Friday, May 16, 2008


Some stories I found interesting enough to put on my inside pages this morning include:

This analysis of the California gay marriage ban's overturning:

Not long into the oral argument before the California Supreme Court in March over whether gay and lesbian couples have a constitutional right to marry, Chief Justice Ronald M. George showed his hand.

Three times he quoted from the court’s 1948 decision in Perez v. Sharp that struck down a state ban on interracial marriage, a high point in the history of a prestigious and influential court.

“The essence of the right to marry is freedom to join in marriage with the person of one’s choice,” Chief Justice George said, quoting Perez.

This piece on the dire need of U.S. intel agencies for help from immigrants, and the various reasons immigrants are reluctant to cooperate.

The U.S. is its own worst enemy when it comes to the desperately important task of recruiting immigrants as spies, analysts and translators in the war on terror, new Americans are telling intelligence officials. The government's policies raise suspicions and fear in the immigrants' home countries and disturb potential recruits here who might otherwise want to help.

The U.S. knows it needs the help. At the heart of a Friday summit with immigrant groups was a stark reality: The intelligence agencies lack people who can speak the languages that are needed most, such as Arabic, Farsi and Pashtu. More importantly, the agencies lack people with the cultural awareness that enables them to grasp the nuances embedded in dialect, body language and even street graffiti.

Complicated on many levels. I've already said I think our CIA is a rotten mistake. But if we've got it and we want it to have a halfway chance at competence (wouldn't that be nice?) we are going to need these people.

And if we're really serious that Islamism is a threat to our very survival as a nation, as a people, we really need them desperately. Which is why we ought to pay attention when some of the leaders among them suggest reasons more aren't enlisting in the intel forces.

What's perplexing to me is the same people in our commentariat who seem most fired up about the Islamist threat are most critical of the government when it pussyfoots around terminology like GWOT and Jihad and Islamofascism. If you read these sorts of stories, you'll see it's the intel chiefs and the military men, not the pointy heads in the State Department, who really want these sorts of changes. Sometimes pussyfooting is a policy.

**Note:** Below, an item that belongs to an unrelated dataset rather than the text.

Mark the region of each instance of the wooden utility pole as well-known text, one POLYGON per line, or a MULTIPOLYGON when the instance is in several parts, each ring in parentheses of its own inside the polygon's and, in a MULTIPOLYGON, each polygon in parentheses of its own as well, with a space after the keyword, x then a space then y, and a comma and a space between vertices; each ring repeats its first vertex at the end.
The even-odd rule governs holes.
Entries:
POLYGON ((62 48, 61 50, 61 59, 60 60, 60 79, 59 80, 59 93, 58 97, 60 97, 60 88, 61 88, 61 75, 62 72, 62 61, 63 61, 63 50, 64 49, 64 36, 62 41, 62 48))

But I also read the comments of the immigrant critics with some skepticism. Already, simply by being where they are, they have defined themselves as different from the mass of their fellows.

I know that America has a terrible image problem in the world right now, as they say repeatedly in this article. But is it really because of the Japanese internment camps? Is it even really because of Abu Ghraib and Guantanamo -- yes, those hurt us in Europe, but Europe isn't what we're concerned about now.

When you read accounts of what is widely believed as ironclad truth about America and what it does, the things that are taken as truth in the Arab world and South Asia -- even in our putative allies like Turkey -- the facts that have come out about Abu Ghraib and Guantanamo are fairly petty by comparison. The truth of what we do when we commit crimes matters a great deal to us: Eliminating all those problems wouldn't solve our image problem among the populations where the hate and lies about us have been sown so well and so thoroughly for so long.

Finally, there's this one. My reaction to the FCLDS story has been visceral all along, and I sense most of the commenters don't agree with it. So, without comment, this:

When Texas child welfare authorities released statistics showing nearly 60 percent of the teen girls taken from a polygamist sect's ranch were pregnant or had children, they seemed to prove what was alleged all along: The sect commonly pushed girls into marriage and sex.

But in the past week, the state has twice been forced to admit "girls" who gave birth while in state custody are actually adults. One was 22 and claims she showed state officials a Utah birth certificate shortly after she and more than 400 minors were seized from the west Texas ranch in an April raid.

The state has in custody two dozen other young mothers and others whose ages are in dispute. If most of them also turn out to be adults, it would be a severe blow to the state's claim of widespread sexual abuse.

If it turns out the other 24 disputed minors are adults, the number of actual 14- to 17-year-old girls with children could drop to as low as five or six. That would amount to about one-fifth of the girls that age found at the ranch — substantially higher than the average rate of teen pregnancies in Texas but a far cry from 60 percent.